ECLI:NL:RVS:2014:2804
Raad van State
- Hoger beroep
- H. Troostwijk
- E. Steendijk
- J.J. van Eck
- Rechtspraak.nl
Hoger beroep van vreemdeling tegen afwijzing verblijfsvergunning asiel door minister voor Immigratie, Integratie en Asiel
In deze zaak gaat het om het hoger beroep van een vreemdeling tegen de afwijzing van zijn aanvraag voor een verblijfsvergunning asiel door de minister voor Immigratie, Integratie en Asiel. De minister heeft op 29 oktober 2012 besloten om de aanvraag van de vreemdeling af te wijzen. De vreemdeling heeft hiertegen beroep aangetekend bij de rechtbank Den Haag, die op 14 februari 2014 het beroep ongegrond heeft verklaard. De vreemdeling heeft vervolgens hoger beroep ingesteld tegen deze uitspraak.

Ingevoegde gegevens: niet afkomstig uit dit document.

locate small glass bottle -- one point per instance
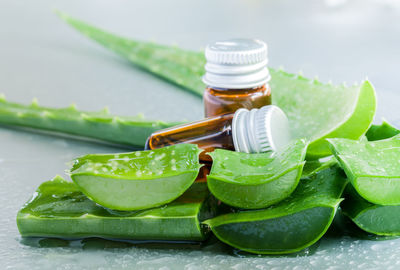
(254, 131)
(236, 76)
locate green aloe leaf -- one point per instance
(137, 180)
(372, 167)
(59, 209)
(289, 226)
(130, 131)
(372, 218)
(382, 131)
(316, 111)
(253, 181)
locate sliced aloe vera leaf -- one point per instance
(60, 209)
(372, 218)
(289, 226)
(372, 167)
(382, 131)
(130, 131)
(137, 180)
(253, 181)
(316, 111)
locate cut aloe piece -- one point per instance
(381, 132)
(60, 209)
(137, 180)
(289, 226)
(316, 111)
(372, 167)
(130, 131)
(372, 218)
(253, 181)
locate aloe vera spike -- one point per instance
(168, 62)
(129, 131)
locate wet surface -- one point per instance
(42, 57)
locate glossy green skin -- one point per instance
(252, 181)
(372, 167)
(315, 110)
(59, 209)
(137, 180)
(289, 226)
(372, 218)
(381, 132)
(130, 131)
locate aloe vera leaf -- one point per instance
(254, 181)
(372, 167)
(318, 111)
(289, 226)
(372, 218)
(381, 132)
(137, 180)
(315, 110)
(130, 131)
(183, 68)
(60, 209)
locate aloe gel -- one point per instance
(59, 209)
(372, 167)
(137, 180)
(372, 218)
(289, 226)
(253, 181)
(382, 131)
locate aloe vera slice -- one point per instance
(372, 167)
(60, 209)
(289, 226)
(315, 110)
(253, 181)
(137, 180)
(372, 218)
(130, 131)
(381, 132)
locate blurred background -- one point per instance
(41, 56)
(338, 40)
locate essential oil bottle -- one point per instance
(258, 130)
(236, 76)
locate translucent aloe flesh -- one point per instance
(373, 218)
(130, 131)
(316, 111)
(382, 131)
(289, 226)
(137, 180)
(253, 181)
(373, 168)
(60, 209)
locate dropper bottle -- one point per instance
(236, 76)
(250, 131)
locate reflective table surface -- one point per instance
(40, 56)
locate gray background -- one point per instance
(40, 56)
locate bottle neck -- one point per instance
(260, 130)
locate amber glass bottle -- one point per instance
(255, 131)
(236, 76)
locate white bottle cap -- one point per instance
(260, 130)
(236, 64)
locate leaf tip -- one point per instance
(34, 103)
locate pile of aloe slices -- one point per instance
(268, 203)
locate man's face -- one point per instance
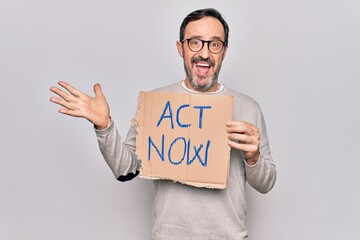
(202, 68)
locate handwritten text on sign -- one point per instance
(182, 137)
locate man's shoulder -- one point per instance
(174, 87)
(241, 97)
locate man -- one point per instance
(181, 211)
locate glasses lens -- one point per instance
(195, 44)
(215, 46)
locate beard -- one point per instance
(194, 79)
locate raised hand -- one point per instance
(78, 104)
(245, 137)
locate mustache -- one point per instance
(201, 59)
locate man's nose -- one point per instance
(204, 52)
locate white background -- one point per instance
(299, 59)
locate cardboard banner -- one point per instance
(182, 137)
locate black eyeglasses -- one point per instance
(214, 46)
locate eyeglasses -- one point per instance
(214, 46)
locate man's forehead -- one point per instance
(206, 27)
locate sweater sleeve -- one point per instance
(118, 154)
(262, 175)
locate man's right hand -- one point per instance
(78, 104)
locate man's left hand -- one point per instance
(245, 137)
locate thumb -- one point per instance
(97, 90)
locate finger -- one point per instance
(71, 89)
(98, 91)
(243, 128)
(61, 102)
(69, 112)
(234, 123)
(62, 94)
(246, 148)
(242, 138)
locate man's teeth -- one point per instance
(203, 64)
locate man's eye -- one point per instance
(215, 44)
(195, 42)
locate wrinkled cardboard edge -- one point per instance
(135, 123)
(194, 184)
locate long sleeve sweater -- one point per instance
(186, 212)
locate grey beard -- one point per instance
(202, 88)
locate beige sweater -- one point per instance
(185, 212)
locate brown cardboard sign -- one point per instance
(182, 137)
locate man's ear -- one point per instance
(179, 47)
(224, 53)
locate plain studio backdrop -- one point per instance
(299, 59)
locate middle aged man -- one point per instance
(181, 211)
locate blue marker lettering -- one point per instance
(151, 143)
(177, 116)
(167, 106)
(201, 113)
(196, 154)
(171, 145)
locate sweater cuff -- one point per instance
(105, 130)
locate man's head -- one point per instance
(203, 43)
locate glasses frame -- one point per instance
(203, 43)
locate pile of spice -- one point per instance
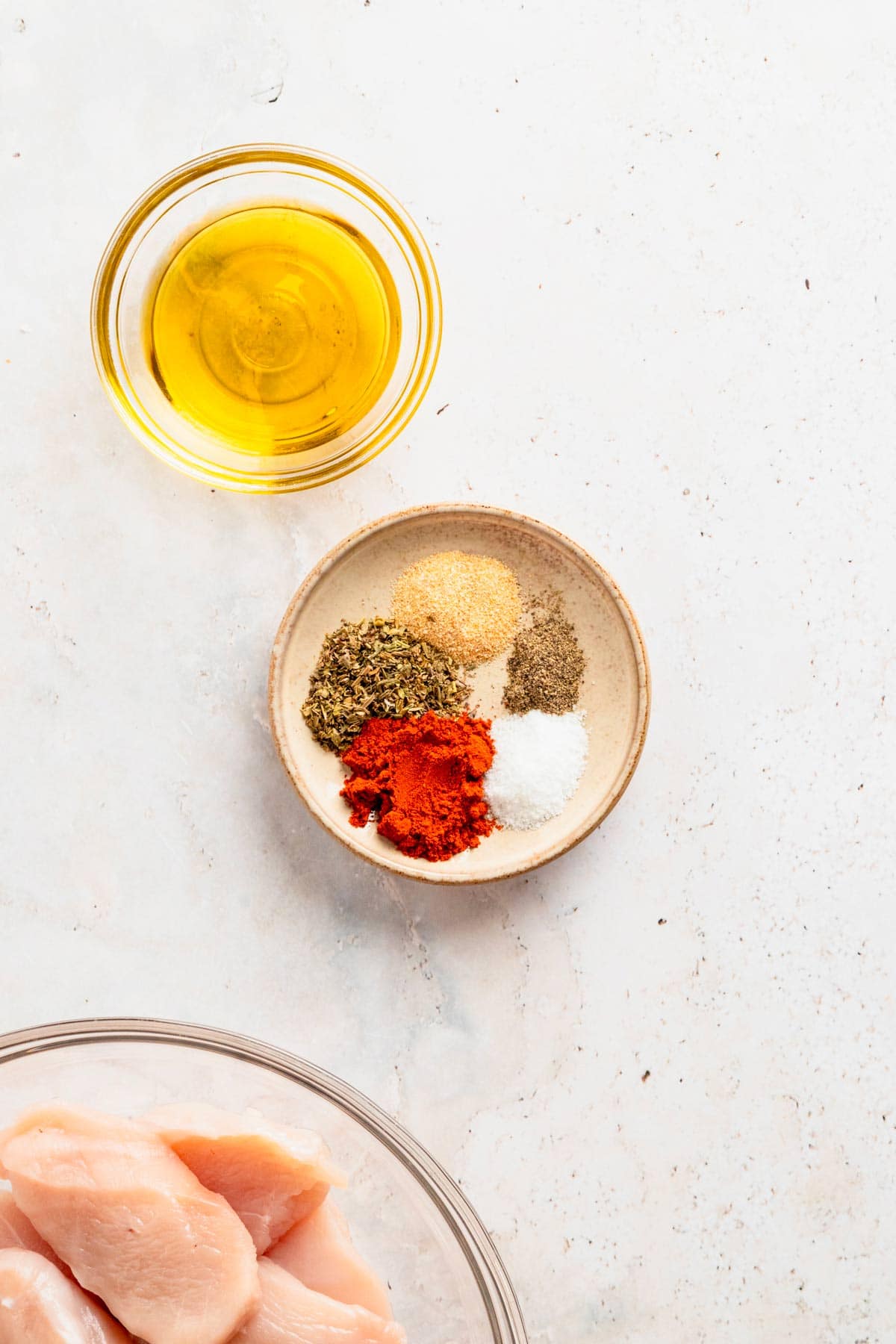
(425, 777)
(539, 759)
(547, 663)
(378, 670)
(467, 605)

De Afdeling bestuursrechtspraak van de Raad van State heeft de zaak behandeld en zich gebogen over de grieven die de vreemdeling naar voren heeft gebracht. Een belangrijke grief betreft de stelling van de vreemdeling dat hij bij terugkeer naar Libië als Gadaffi-aanhanger zal worden aangemerkt en dat hij daardoor problemen zal ondervinden met het nieuwe Libische regime. De Afdeling heeft in eerdere uitspraken vastgesteld dat er geen bewijs is dat Gadaffi-aanhangers in Libië systematisch worden vervolgd of dat zij blootgesteld worden aan onmenselijke behandelingen.
De Afdeling concludeert dat de rechtbank terecht heeft overwogen dat de beroepsgrond van de vreemdeling niet kan slagen, zelfs als aangenomen wordt dat hij als Gadaffi-aanhanger zal worden aangemerkt. De overige grieven die in het hogerberoepschrift zijn aangevoerd, zijn niet van dien aard dat zij tot vernietiging van de uitspraak van de rechtbank kunnen leiden. De Afdeling oordeelt dat het hoger beroep kennelijk ongegrond is en bevestigt de uitspraak van de rechtbank. Er is geen aanleiding voor een proceskostenveroordeling.
De uitspraak is gedaan door de Afdeling bestuursrechtspraak van de Raad van State, met mr. H. Troostwijk als voorzitter en mr. E. Steendijk en mr. J.J. van Eck als leden, in aanwezigheid van mr. S. Yildiz, ambtenaar van staat. De uitspraak is openbaar gedaan op 15 juli 2014.